IMMOBILIER. En Île-de-France, le 3e trimestre 2021 rattrape quasiment le niveau, déjà historiquement élevé, du nombre de transactions dans l'ancien enregistré en 2019, avant le déclenchement de la pandémie. Si la crise sanitaire laissera quelques traces dans le secteur de l'immobilier, comme partout ailleurs, on est cependant encore très loin du grand chambardement, selon les notaires du Grand Paris.

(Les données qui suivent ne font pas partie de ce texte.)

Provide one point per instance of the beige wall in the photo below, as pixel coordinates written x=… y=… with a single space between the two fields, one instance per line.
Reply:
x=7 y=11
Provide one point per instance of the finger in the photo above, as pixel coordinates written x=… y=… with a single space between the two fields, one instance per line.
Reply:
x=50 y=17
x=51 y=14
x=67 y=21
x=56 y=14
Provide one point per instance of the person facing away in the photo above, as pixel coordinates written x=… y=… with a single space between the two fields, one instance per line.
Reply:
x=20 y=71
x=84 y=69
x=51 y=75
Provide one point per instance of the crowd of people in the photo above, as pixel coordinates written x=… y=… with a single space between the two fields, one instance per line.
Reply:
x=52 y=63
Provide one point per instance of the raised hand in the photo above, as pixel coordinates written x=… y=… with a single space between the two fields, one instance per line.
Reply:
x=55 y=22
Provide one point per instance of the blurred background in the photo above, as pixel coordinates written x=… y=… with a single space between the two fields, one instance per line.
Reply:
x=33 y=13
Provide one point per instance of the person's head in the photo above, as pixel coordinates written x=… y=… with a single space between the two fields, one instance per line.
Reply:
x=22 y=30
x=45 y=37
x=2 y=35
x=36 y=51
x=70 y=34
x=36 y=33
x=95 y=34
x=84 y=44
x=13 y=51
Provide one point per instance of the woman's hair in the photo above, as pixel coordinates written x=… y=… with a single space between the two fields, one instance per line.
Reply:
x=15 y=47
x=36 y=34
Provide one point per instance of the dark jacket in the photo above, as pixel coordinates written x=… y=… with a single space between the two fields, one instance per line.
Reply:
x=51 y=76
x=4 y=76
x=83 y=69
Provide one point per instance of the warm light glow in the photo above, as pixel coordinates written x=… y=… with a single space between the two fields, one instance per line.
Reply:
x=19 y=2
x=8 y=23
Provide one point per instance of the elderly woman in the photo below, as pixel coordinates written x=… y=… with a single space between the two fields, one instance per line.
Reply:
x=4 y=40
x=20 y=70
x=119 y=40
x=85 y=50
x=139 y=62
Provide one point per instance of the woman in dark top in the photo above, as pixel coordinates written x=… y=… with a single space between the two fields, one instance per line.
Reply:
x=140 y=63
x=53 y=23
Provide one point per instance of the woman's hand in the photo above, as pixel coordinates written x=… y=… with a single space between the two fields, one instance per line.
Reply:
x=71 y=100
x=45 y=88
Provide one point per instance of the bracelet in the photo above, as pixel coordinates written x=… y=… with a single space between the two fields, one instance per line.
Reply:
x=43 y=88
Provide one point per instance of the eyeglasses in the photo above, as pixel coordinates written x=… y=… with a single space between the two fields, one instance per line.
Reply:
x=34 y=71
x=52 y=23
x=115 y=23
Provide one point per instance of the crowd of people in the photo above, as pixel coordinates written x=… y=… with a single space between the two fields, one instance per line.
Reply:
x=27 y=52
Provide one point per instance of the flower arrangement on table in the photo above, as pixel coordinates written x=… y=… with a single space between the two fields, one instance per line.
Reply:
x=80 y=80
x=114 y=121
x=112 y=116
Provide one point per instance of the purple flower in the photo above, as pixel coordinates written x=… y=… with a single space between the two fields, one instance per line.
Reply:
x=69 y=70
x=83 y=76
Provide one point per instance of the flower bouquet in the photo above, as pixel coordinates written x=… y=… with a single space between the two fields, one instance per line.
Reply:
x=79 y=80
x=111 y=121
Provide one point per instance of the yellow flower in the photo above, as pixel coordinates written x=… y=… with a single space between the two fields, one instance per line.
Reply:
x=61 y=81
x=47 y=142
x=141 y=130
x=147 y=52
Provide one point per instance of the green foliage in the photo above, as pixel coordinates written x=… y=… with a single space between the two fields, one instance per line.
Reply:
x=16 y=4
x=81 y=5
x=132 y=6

L'exode massif des citadins vers les campagnes, poussé par la crise du Covid, n'a pas eu lieu, et il y a peu de chances qu'on y assiste un jour. C'est le principal message des notaires du Grand Paris, qui viennent de présenter les derniers chiffres et tendances de l'immobilier ancien en région francilienne. "Le logement reste et restera au cœur des préoccupations des Français et des Franciliens", assure Cédric Blanchet, président de la Chambre des notaires de Paris. Si les volumes de ventes de logements ont progressé en Île-de-France de 20% entre les 2e trimestres 2020 et 2021 - soit 42.060 ventes, ce qui n'est guère surprenant étant donné que le premier confinement sanitaire avait tout de même arrêté quasiment toute l'activité du pays -, les ventes du 2e trimestre 2021 sont en revanche quasiment aussi élevées qu'au 2e trimestre 2019 (une petite baisse de 3%), "meilleure année au total de nos séries historiques qui remontent jusqu'en 1996", soulignent les notaires.

 

Ces derniers tempèrent néanmoins la dynamique de la région parisienne, estimant que la capitale affiche une moins bonne forme que les autres départements de l'Île-de-France, qui eux-mêmes ont un niveau d'activité moindre que celui du reste du pays. Entre juillet 2020 et juin 2021, il y a eu 171.800 transactions dans l'ancien en région francilienne, ce qui représente une légère hausse de 1%. Dans le même temps, l'ensemble de la France a enregistré un bond de 17%. Certes, la crise sanitaire fait toujours planer des incertitudes, mais l'immobilier résidentiel n'en résiste pas moins pour autant. La demande reste soutenue et les enseignements de la pandémie, à commencer bien sûr par le télétravail, façonnent les choix des ménages, qui recherchent davantage d'espace pour une meilleure qualité de vie.

 

Les banlieues proches préférées aux centres-villes

 

Dans le détail de l'Île-de-France, les appartements ont eux aussi engrangé 20% en un an, cumulant 29.440 ventes. Les maisons font même encore mieux, avec +21% et 12.630 transactions.